The rest of the evidence that the trial court admitted was “relationship” evidence.  Here’s the court’s description of this evidence:

two 911 calls from September 2008, in which D.T. reported that Rossberg might be suicidal and that he was yelling and pounding on Hawkinson’s door; Rossberg telling his son that he would hurt Hawkinson if Hawkinson got too close to D.T.; Rossberg’s statements to his friend about wanting to kill Hawkinson with a machete; Hawkinson’s neighbor seeing Rossberg repeatedly pounding on Hawkinson’s doors and windows; one of Hawkinson’s black eyes and Rossberg’s admission that he caused it; the two 911 calls from November 2008 about Rossberg yelling, pounding on Hawkinson’s door, and entering Hawkinson’s trailer; and Rossberg’s statement in fall 2010 about wanting to shoot Hawkinson with his .22.

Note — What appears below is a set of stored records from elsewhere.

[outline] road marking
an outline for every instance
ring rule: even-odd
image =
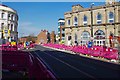
[[[35,52],[35,53],[36,53],[36,52]],[[54,57],[54,56],[52,56],[52,55],[46,53],[46,52],[43,52],[43,53],[45,53],[46,55],[48,55],[48,56],[50,56],[50,57],[52,57],[52,58],[54,58],[54,59],[60,61],[61,63],[65,64],[65,65],[71,67],[72,69],[75,69],[76,71],[81,72],[81,73],[83,73],[84,75],[86,75],[86,76],[88,76],[88,77],[90,77],[90,78],[96,80],[94,76],[91,76],[91,75],[89,75],[88,73],[83,72],[83,71],[79,70],[78,68],[76,68],[76,67],[74,67],[74,66],[72,66],[72,65],[70,65],[70,64],[68,64],[68,63],[66,63],[66,62],[64,62],[64,61],[62,61],[62,60],[60,60],[60,59],[58,59],[58,58],[56,58],[56,57]],[[38,54],[37,54],[37,55],[38,55]]]
[[[37,54],[37,52],[33,51],[33,53],[35,53],[35,54],[37,55],[37,56],[36,56],[37,58],[40,58],[40,60],[45,64],[45,66],[47,67],[47,69],[49,69],[54,76],[58,77],[58,76],[54,73],[54,71],[47,65],[47,63]]]

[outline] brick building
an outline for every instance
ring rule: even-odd
[[[86,45],[93,40],[94,45],[111,46],[110,36],[120,36],[120,2],[115,0],[106,0],[105,5],[91,5],[90,8],[73,5],[72,11],[66,12],[64,17],[66,45],[76,42]],[[111,41],[115,47],[119,45]]]
[[[58,19],[58,40],[59,42],[65,40],[65,20],[60,18]]]
[[[55,43],[55,31],[52,31],[50,34],[50,42]]]
[[[47,34],[48,34],[47,30],[41,30],[41,32],[37,36],[36,43],[37,44],[47,43]]]

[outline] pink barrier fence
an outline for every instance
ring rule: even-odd
[[[40,59],[23,51],[3,51],[2,68],[10,71],[24,71],[29,79],[56,80]]]
[[[106,59],[116,59],[118,60],[118,50],[110,47],[103,46],[93,46],[88,48],[86,46],[67,46],[61,44],[44,44],[43,46],[48,46],[57,49],[63,49],[72,51],[78,54],[90,55],[94,57],[103,57]]]

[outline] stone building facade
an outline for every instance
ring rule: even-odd
[[[41,30],[41,32],[37,36],[36,43],[41,44],[41,43],[47,43],[47,30]]]
[[[0,5],[0,40],[18,41],[18,14],[14,9]]]
[[[58,40],[59,40],[59,43],[61,41],[64,42],[65,40],[65,20],[63,18],[60,18],[58,20]]]
[[[66,45],[86,45],[92,40],[94,45],[110,46],[110,36],[114,36],[112,41],[118,46],[115,37],[120,36],[120,2],[106,0],[105,5],[90,8],[73,5],[64,17]]]

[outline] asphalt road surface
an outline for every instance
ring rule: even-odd
[[[30,51],[39,57],[59,80],[120,80],[120,65],[85,58],[42,46]]]

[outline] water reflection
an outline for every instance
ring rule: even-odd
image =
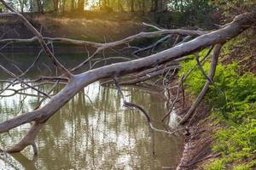
[[[6,84],[0,86],[3,88]],[[41,90],[49,89],[50,87],[44,86]],[[23,92],[34,95],[1,98],[0,122],[31,110],[40,100],[36,97],[37,92]],[[10,92],[5,94],[8,93]],[[124,88],[124,93],[128,100],[146,108],[154,120],[164,116],[165,101],[158,96],[132,87]],[[19,141],[29,127],[26,124],[11,130],[9,134],[0,134],[0,145],[6,147]],[[157,133],[156,156],[152,156],[145,117],[137,110],[123,107],[117,90],[96,82],[50,118],[41,130],[37,144],[39,152],[37,157],[33,157],[29,147],[22,153],[0,155],[0,169],[171,168],[181,155],[183,138]]]

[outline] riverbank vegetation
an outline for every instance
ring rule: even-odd
[[[252,35],[252,32],[249,32]],[[253,47],[247,47],[248,51],[241,49],[236,60],[226,63],[237,47],[247,41],[248,37],[241,35],[224,45],[220,60],[214,76],[214,84],[210,86],[205,97],[205,103],[211,108],[210,119],[213,130],[213,153],[220,153],[219,158],[212,160],[205,166],[206,169],[253,169],[256,167],[256,76],[255,63],[245,63],[244,60],[253,57]],[[254,41],[254,40],[253,40]],[[232,50],[233,49],[233,50]],[[201,58],[207,50],[202,51]],[[251,53],[250,53],[251,52]],[[234,55],[236,54],[233,53]],[[239,56],[242,54],[242,56]],[[189,71],[196,61],[193,60],[181,64],[179,75]],[[206,72],[209,71],[210,63],[203,65]],[[197,96],[203,88],[205,76],[199,67],[189,75],[184,82],[185,88],[193,95]],[[217,126],[218,125],[218,126]]]
[[[0,2],[3,12],[0,15],[7,17],[5,20],[11,22],[9,26],[5,21],[2,23],[1,50],[10,45],[25,43],[39,47],[34,60],[25,71],[21,71],[10,60],[7,60],[10,63],[9,65],[0,64],[1,70],[9,77],[2,80],[8,85],[2,87],[0,95],[6,91],[14,91],[13,95],[15,95],[26,88],[36,91],[42,98],[33,110],[0,122],[0,133],[31,123],[27,133],[20,142],[5,144],[12,147],[0,149],[1,151],[20,152],[31,145],[34,155],[38,155],[35,140],[48,120],[85,87],[102,81],[102,85],[113,85],[124,106],[137,110],[145,117],[150,130],[153,155],[155,154],[154,133],[173,135],[177,131],[183,131],[188,138],[194,138],[189,135],[196,133],[195,129],[198,126],[196,122],[203,121],[198,116],[200,111],[197,109],[204,101],[212,112],[210,116],[205,114],[204,117],[207,116],[205,120],[211,122],[206,125],[207,128],[213,128],[209,143],[213,141],[211,156],[215,154],[215,156],[210,156],[212,159],[203,167],[216,170],[255,167],[253,37],[256,13],[255,4],[251,1],[244,1],[242,8],[238,7],[241,4],[238,1],[225,0],[152,0],[149,3],[144,0]],[[90,16],[84,17],[90,14]],[[117,14],[121,15],[114,17]],[[140,17],[140,14],[143,16]],[[123,22],[127,15],[129,20],[131,19],[131,25],[129,21]],[[51,18],[53,16],[55,18]],[[97,19],[96,23],[95,19],[101,16],[102,19]],[[111,20],[113,17],[115,19]],[[13,18],[16,20],[11,20]],[[109,20],[102,22],[106,18]],[[138,26],[137,23],[143,20],[147,23]],[[19,26],[23,26],[20,29],[23,36],[17,33],[15,28],[4,27],[15,26],[18,22]],[[101,28],[99,26],[102,26]],[[183,26],[185,28],[179,28]],[[122,30],[122,27],[126,29]],[[140,29],[135,31],[138,27]],[[49,33],[50,31],[51,34]],[[107,40],[104,34],[108,34],[109,39]],[[114,34],[119,37],[112,36]],[[121,37],[125,37],[119,38]],[[84,56],[84,60],[72,68],[68,63],[64,65],[57,57],[58,53],[55,53],[57,48],[61,50],[61,48],[70,47],[79,47]],[[10,49],[15,51],[14,48]],[[106,53],[109,51],[113,54]],[[36,64],[43,65],[38,62],[43,53],[54,67],[51,71],[44,64],[51,75],[27,79],[26,73],[32,71]],[[73,54],[70,56],[73,57]],[[113,60],[113,62],[108,63]],[[6,65],[12,65],[15,69],[10,70]],[[175,83],[173,77],[177,73],[179,79]],[[154,77],[158,79],[150,82]],[[55,89],[59,83],[64,84],[61,86],[63,88],[55,94],[52,90],[44,92],[38,88],[51,84],[52,89]],[[20,89],[11,88],[15,84],[21,84]],[[120,86],[136,84],[155,88],[160,87],[163,94],[166,94],[168,110],[160,120],[152,119],[148,108],[127,99]],[[172,93],[173,89],[175,93]],[[183,101],[184,109],[187,101],[185,94],[188,94],[193,96],[193,102],[176,120],[184,127],[172,129],[167,120],[171,120],[171,114],[180,101]],[[161,123],[163,128],[156,128],[154,122]],[[198,144],[201,145],[201,143]],[[207,148],[203,149],[207,150]],[[188,155],[186,151],[183,153],[184,156]],[[204,155],[203,159],[210,158],[207,156]],[[181,162],[178,169],[184,167],[189,169],[191,165],[201,160]]]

Most of these “relationship” evidence events were old.  The court said, however, that age isn’t enough.  Rather, the court employs a “balancing process as to time, place and modus operandi” to determine whether older conduct remained relevant.  The court upheld the admission of testimony of these events because it illuminated Mr. Rossberg’s ongoing confrontational behavior toward Mr. Hawkinson and the continuing strained relationship between the two men. 

Mr. Rossberg also complained on appeal about the admission of evidence about two statements that Mr. Hawkinson made to the police.  In the first statement, Mr. Hawkinson said that he knew that Mr. Rossberg owned guns and said that he was afraid that Mr. Rossberg would shoot him.  The challenge to the admissibility of this statement was on evidence rules, not the Confrontation Clause.  Under a plain error review of any confrontation clause challenge, the court ducks the question by concluding that if there were an error it was harmless because it didn’t affect his substantial rights. 

In the second statement, Mr. Hawkinson said the he was afraid of Mr. Rossberg, that Mr. Rossberg had come into his trailer even though the door was locked, and that he didn’t want Mr. Rossberg to come back.  The court said that the reported statement that Mr. Rossberg had entered Mr. Hawkinson’s locked trailer came closest to affecting the verdict, but not close enough.  This was because there was other undisputed evidence that Mr. Rossberg knew where Mr. Hawkinson hid a spare key.  The court does say that evidence that Mr. Hawkinson was afraid of Mr. Rossberg was not relevant because Mr. Rossberg did not raise a self defense claim.  The error in admitting this evidence was, again, harmless.